Eclipse Resources and Blue Ridge caution you that the forward-looking
statements pertaining to the proposed Transaction described herein are
subject to risks and uncertainties related to the benefits from, or
completion of, the proposed Transaction, including, without limitation,
failure to satisfy any of the conditions precedent to the proposed
Transaction (including the possibility that stockholders of Blue Ridge
may not approve the Transaction), disruption of management time from
ongoing business operations due to the Transaction, adverse effects on
the market price of the common stock of Eclipse Resources or Blue Ridge
and on either company's operating results because of a failure to
complete the proposed Transaction or because of any announcements
related to the Transaction, adverse effects on the ability of Eclipse
Resources and Blue Ridge to retain customers and retain and hire key
personnel and maintain relationships with their suppliers and customers,
failure to realize the expected benefits of the proposed Transaction,
negative effects of announcement or consummation of the proposed
Transaction on the market price of the common stock of Eclipse Resources
or Blue Ridge, and significant transaction costs, unknown liabilities
and/or unanticipated expenses such as litigation expenses. In addition,
if and when the proposed Transaction is consummated, there will be risks
and uncertainties related to the combined company's ability to
successfully integrate the operations of Eclipse Resources and Blue
Ridge, including the risk that the combined company may not operate as
effectively and efficiently as expected, may be unable to achieve
synergies or may take longer than expected to achieve synergies. In
addition, all forward-looking statements are subject to risks and
uncertainties, most of which are difficult to predict and many of which
are beyond the control of Eclipse Resources and Blue Ridge, incident to
the exploration for and development, production, gathering and sale of
natural gas, natural gas liquids and oil. These risks include, but are
not limited to, legal and environmental risks, drilling and other
operating risks, regulatory changes, commodity price volatility and
declines
in the price of natural gas, natural gas liquids and oil, inflation,
lack of availability of drilling, production and processing equipment
and services, counterparty credit risk, the uncertainty inherent in
estimating natural gas, natural gas liquids and oil reserves and in
projecting future rates of production, cash flow and access to capital,
the timing of development expenditures, and the other risks described in
the consent solicitation statement/information statement/prospectus and
under Item 1A. Risk Factors in the 2017 Annual Report and in Eclipse
Resources' Quarterly Reports on Form 10-Q.
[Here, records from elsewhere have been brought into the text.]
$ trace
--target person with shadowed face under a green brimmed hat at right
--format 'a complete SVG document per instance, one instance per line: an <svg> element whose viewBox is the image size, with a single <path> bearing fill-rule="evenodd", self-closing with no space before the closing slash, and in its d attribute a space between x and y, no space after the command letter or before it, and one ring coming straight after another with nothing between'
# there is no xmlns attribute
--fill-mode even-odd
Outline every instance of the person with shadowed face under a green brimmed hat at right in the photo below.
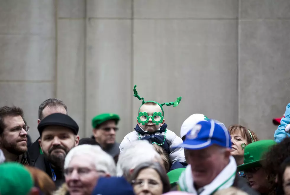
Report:
<svg viewBox="0 0 290 195"><path fill-rule="evenodd" d="M260 194L268 194L271 190L262 164L266 160L266 153L275 144L274 140L260 140L247 145L244 150L244 164L237 168L237 171L244 171L251 188Z"/></svg>

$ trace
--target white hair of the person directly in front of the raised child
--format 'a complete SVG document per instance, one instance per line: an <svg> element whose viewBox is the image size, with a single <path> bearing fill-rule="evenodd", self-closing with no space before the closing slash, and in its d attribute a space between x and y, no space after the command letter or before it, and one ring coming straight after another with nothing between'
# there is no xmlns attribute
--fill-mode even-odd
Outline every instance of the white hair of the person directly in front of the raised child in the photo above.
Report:
<svg viewBox="0 0 290 195"><path fill-rule="evenodd" d="M134 168L146 162L158 162L163 166L161 156L147 140L131 142L119 155L117 176L123 176L128 180Z"/></svg>

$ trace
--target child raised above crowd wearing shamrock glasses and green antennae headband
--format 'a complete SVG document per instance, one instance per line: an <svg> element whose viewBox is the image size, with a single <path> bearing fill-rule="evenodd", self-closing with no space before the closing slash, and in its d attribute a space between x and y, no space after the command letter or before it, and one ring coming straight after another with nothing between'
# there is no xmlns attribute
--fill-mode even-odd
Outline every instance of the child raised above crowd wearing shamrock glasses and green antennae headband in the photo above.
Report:
<svg viewBox="0 0 290 195"><path fill-rule="evenodd" d="M178 144L183 143L182 139L178 137L173 131L167 129L167 124L165 124L163 105L173 105L177 106L181 101L181 97L177 98L175 102L170 103L157 103L154 101L144 101L144 98L140 98L136 91L136 85L134 87L134 96L139 100L142 100L142 105L139 108L139 115L137 117L137 125L135 131L127 134L120 144L120 153L126 148L130 142L146 139L152 144L157 144L161 146L169 155L170 161L174 163L182 163L179 167L183 167L183 162L185 162L184 150L183 148L175 148ZM140 148L144 150L144 148ZM186 165L185 165L186 166Z"/></svg>

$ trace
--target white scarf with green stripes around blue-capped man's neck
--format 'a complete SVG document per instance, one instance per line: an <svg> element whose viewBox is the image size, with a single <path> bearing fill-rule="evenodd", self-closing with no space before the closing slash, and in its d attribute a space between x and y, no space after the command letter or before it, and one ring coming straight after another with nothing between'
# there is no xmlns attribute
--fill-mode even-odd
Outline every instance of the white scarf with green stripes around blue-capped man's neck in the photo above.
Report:
<svg viewBox="0 0 290 195"><path fill-rule="evenodd" d="M218 174L218 176L206 186L203 187L203 191L199 195L210 195L216 191L229 188L233 185L236 177L237 164L234 157L230 156L230 163ZM191 173L191 166L188 165L181 174L178 185L181 191L191 192L198 194L194 189L194 179Z"/></svg>

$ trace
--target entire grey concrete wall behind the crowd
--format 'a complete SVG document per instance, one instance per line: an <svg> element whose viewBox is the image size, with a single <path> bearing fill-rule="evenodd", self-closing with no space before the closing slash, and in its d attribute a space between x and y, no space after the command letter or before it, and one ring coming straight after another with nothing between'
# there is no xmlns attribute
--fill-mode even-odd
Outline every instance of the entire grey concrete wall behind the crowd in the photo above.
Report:
<svg viewBox="0 0 290 195"><path fill-rule="evenodd" d="M42 2L42 1L41 1ZM91 135L91 118L133 130L141 102L166 107L168 129L203 113L272 138L289 103L287 0L0 0L0 106L19 105L36 130L39 104L62 99Z"/></svg>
All forward-looking statements, expressed or implied, included in
this joint press release are expressly qualified in their entirety by
this cautionary statement and are based on assumptions that Eclipse
Resources or Blue Ridge believes to be reasonable but that may not prove
to be accurate. This cautionary statement should also be considered in
connection with any subsequent written or oral forward-looking
statements that Eclipse Resources, Blue Ridge or persons acting on their
behalf may issue. Except as otherwise required by applicable law,
Eclipse Resources and Blue Ridge disclaim any duty to update any
forward-looking statements to reflect new information or events or
circumstances after the date of this joint press release.
Readers
are cautioned not to place undue reliance on these forward-looking
statements, which speak only as of the date hereof.